Psychometric goals of pilot studies

1) Developmental growth within and across sites. The goal is to select measures that show strong evidence of developmental change both within and across individuals and for which we observe neither floor nor ceiling effects across the full age range. As a minimum threshold, we suggest correlations between raw scores and age-in-months of r > .3.

2) Within-test reliability, computing Cronbach’s alpha for caregiver report questionnaires (or omega for measures with weighted scoring). All caregiver report measures should achieve alpha > .7 within site for at least two of the three sites. If one site shows low alpha, we will evaluate potential adaptation or translation issues.

3) Test-retest reliability. The Germany test site will administer a subset of measures a second time at a delay between one week and one month, All measures should achieve test-retest reliability > .60 for inclusion in the final battery.

4) Construct validity. For the behavioral assessment constructs for which we have three or more measures, we will fit a within-site latent-variable model. We will assess loadings on each task as well as error variance.

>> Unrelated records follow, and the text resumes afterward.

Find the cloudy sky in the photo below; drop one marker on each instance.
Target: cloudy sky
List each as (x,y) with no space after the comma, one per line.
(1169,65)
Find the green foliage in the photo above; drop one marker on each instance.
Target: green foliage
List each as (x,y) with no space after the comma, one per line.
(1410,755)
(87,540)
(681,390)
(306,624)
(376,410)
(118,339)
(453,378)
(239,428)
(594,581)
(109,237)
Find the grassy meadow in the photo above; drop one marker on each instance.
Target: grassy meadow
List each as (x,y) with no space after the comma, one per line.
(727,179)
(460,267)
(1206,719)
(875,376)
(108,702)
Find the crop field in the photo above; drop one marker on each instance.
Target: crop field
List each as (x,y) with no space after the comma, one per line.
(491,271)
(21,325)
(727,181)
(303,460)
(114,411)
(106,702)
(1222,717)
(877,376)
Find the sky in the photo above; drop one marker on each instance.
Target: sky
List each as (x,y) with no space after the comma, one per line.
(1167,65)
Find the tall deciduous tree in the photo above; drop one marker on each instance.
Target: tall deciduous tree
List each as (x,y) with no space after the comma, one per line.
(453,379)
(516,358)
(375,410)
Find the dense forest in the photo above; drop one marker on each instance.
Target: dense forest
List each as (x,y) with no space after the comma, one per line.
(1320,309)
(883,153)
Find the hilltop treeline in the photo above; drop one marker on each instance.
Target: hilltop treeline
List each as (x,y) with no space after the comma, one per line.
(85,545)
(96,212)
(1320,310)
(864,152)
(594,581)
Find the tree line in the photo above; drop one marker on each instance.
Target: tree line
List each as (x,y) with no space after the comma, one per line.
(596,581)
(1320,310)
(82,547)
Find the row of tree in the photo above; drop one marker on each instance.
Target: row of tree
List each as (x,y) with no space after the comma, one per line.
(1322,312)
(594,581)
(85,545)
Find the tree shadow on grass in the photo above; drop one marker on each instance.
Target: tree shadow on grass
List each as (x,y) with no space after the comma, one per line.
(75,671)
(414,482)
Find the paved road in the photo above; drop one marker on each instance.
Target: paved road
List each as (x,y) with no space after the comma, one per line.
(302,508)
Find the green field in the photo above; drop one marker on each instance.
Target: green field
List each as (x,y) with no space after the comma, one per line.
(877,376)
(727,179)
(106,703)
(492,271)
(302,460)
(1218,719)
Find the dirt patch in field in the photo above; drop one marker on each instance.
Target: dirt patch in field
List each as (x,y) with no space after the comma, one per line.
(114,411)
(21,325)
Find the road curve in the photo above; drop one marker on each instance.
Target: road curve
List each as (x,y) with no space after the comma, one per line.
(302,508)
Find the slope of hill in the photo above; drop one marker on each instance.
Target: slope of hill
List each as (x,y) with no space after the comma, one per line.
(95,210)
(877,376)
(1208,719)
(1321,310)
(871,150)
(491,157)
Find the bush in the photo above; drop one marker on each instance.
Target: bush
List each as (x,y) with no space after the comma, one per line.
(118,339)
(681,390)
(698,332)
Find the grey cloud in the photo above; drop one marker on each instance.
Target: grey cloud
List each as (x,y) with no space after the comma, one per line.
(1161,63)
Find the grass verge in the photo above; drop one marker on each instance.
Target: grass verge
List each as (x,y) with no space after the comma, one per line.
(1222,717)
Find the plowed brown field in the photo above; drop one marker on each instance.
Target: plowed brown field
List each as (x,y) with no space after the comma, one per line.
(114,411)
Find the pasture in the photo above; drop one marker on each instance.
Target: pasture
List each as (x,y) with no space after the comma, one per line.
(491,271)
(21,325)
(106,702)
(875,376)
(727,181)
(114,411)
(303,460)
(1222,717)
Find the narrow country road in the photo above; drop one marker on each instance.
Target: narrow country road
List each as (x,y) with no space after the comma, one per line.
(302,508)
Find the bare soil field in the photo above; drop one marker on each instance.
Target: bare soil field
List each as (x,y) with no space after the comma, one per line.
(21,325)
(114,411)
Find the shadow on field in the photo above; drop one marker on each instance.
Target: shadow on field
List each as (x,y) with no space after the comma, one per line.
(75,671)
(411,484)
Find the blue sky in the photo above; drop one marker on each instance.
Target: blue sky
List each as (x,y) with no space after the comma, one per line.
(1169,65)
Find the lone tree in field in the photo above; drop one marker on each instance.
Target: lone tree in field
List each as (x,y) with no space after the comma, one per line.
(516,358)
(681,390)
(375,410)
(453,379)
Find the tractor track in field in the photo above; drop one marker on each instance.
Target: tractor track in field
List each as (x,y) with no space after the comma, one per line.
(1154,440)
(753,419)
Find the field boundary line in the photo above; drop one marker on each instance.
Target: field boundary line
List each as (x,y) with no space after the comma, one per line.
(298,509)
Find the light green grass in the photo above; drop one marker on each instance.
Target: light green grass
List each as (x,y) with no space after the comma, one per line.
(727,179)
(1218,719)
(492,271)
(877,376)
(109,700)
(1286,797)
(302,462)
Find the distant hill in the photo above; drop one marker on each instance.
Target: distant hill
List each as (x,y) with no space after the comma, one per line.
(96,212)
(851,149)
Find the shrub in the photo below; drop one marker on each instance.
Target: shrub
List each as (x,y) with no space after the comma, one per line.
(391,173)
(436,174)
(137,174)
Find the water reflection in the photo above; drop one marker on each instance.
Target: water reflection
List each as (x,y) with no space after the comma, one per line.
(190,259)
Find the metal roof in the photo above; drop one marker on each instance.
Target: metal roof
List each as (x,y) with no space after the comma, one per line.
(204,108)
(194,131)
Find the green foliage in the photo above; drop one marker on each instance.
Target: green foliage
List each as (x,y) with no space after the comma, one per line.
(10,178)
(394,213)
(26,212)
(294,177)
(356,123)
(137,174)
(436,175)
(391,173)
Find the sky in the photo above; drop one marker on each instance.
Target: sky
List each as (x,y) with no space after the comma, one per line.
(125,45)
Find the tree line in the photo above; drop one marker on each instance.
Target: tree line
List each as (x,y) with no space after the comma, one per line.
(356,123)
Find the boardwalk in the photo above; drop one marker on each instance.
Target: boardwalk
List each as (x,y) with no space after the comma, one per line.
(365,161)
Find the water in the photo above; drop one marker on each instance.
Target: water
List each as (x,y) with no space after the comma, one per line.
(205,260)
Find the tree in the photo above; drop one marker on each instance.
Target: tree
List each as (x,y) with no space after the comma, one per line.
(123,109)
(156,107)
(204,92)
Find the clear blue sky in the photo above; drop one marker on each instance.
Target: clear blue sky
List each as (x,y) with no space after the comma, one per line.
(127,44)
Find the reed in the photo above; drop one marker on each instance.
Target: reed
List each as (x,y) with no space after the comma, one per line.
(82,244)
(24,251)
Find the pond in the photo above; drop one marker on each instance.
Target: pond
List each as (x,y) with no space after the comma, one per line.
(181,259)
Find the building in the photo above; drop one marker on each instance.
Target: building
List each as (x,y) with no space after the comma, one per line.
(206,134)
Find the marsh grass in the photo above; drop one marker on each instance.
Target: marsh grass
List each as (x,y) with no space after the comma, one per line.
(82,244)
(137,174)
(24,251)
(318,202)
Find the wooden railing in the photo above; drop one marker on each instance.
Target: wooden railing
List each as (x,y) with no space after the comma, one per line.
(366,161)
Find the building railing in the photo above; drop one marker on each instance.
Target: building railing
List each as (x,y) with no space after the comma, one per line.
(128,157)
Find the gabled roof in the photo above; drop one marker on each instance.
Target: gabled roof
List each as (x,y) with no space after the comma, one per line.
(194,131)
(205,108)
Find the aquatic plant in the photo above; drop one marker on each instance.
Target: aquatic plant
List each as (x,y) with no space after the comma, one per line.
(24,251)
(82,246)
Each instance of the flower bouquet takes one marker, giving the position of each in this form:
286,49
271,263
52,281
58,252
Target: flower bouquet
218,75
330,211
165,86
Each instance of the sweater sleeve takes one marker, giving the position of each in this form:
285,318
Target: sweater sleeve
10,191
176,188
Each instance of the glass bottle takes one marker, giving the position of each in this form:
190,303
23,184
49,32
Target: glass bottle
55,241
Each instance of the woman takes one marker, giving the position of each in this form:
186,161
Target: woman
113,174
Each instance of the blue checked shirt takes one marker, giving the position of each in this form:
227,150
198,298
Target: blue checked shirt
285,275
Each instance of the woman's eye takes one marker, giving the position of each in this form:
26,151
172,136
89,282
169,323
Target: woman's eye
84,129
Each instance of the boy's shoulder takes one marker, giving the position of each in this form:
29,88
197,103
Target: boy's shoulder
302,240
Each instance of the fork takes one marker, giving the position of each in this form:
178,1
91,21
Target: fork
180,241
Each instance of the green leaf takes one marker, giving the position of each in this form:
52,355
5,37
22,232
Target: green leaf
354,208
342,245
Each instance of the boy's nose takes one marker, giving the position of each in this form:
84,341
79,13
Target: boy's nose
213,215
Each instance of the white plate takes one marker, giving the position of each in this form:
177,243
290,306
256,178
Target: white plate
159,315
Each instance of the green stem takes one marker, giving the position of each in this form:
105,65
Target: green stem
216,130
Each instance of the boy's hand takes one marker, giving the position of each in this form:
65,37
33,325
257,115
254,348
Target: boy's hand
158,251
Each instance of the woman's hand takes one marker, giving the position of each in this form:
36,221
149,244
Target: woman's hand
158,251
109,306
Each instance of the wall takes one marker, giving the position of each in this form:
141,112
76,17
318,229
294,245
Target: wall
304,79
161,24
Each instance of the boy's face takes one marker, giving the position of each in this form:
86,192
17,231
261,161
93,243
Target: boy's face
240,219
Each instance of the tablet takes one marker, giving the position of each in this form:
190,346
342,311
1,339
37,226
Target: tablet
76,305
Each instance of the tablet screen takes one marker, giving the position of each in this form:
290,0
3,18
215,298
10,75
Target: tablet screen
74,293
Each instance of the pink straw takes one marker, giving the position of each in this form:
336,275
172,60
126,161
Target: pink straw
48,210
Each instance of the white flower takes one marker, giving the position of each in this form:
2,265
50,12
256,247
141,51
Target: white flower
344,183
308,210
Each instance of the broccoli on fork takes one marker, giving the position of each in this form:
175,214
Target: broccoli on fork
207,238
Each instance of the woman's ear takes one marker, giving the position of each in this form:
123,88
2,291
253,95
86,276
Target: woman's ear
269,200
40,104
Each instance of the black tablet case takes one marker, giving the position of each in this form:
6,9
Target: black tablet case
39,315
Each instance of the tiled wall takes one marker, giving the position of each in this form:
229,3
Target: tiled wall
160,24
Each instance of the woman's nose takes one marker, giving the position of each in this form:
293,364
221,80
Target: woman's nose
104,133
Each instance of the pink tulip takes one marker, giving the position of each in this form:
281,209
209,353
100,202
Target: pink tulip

5) Measurement invariance. We will assess the degree of invariance in the factor structures of our instruments’ loadings across age and culture both within-construct (across different measures of the same construct). Where appropriate we will also examine within-measure invariance (across different items in the same measure). We do not establish strict cutoffs for invariance but we note that different degrees of invariance will lead to different constraints on the interpretation of the models proposed in (2) LEVANTE Scientific Aims.

6) External validity. Colombia and Canada test sites will likely have access to school grades for individual children, and in the case of Canada may have access to standardized tests. We will look for correlations between latent constructs derived from task clusters and site-specific corresponding measures at r > .6.

7) Test bias. Within those measures that make use of multiple items with different content, we will explore culture- and gender-specific item effects. We will use differential item function (DIF) models to ask about the presence of items that do not appear to function appropriately across these grouping factors.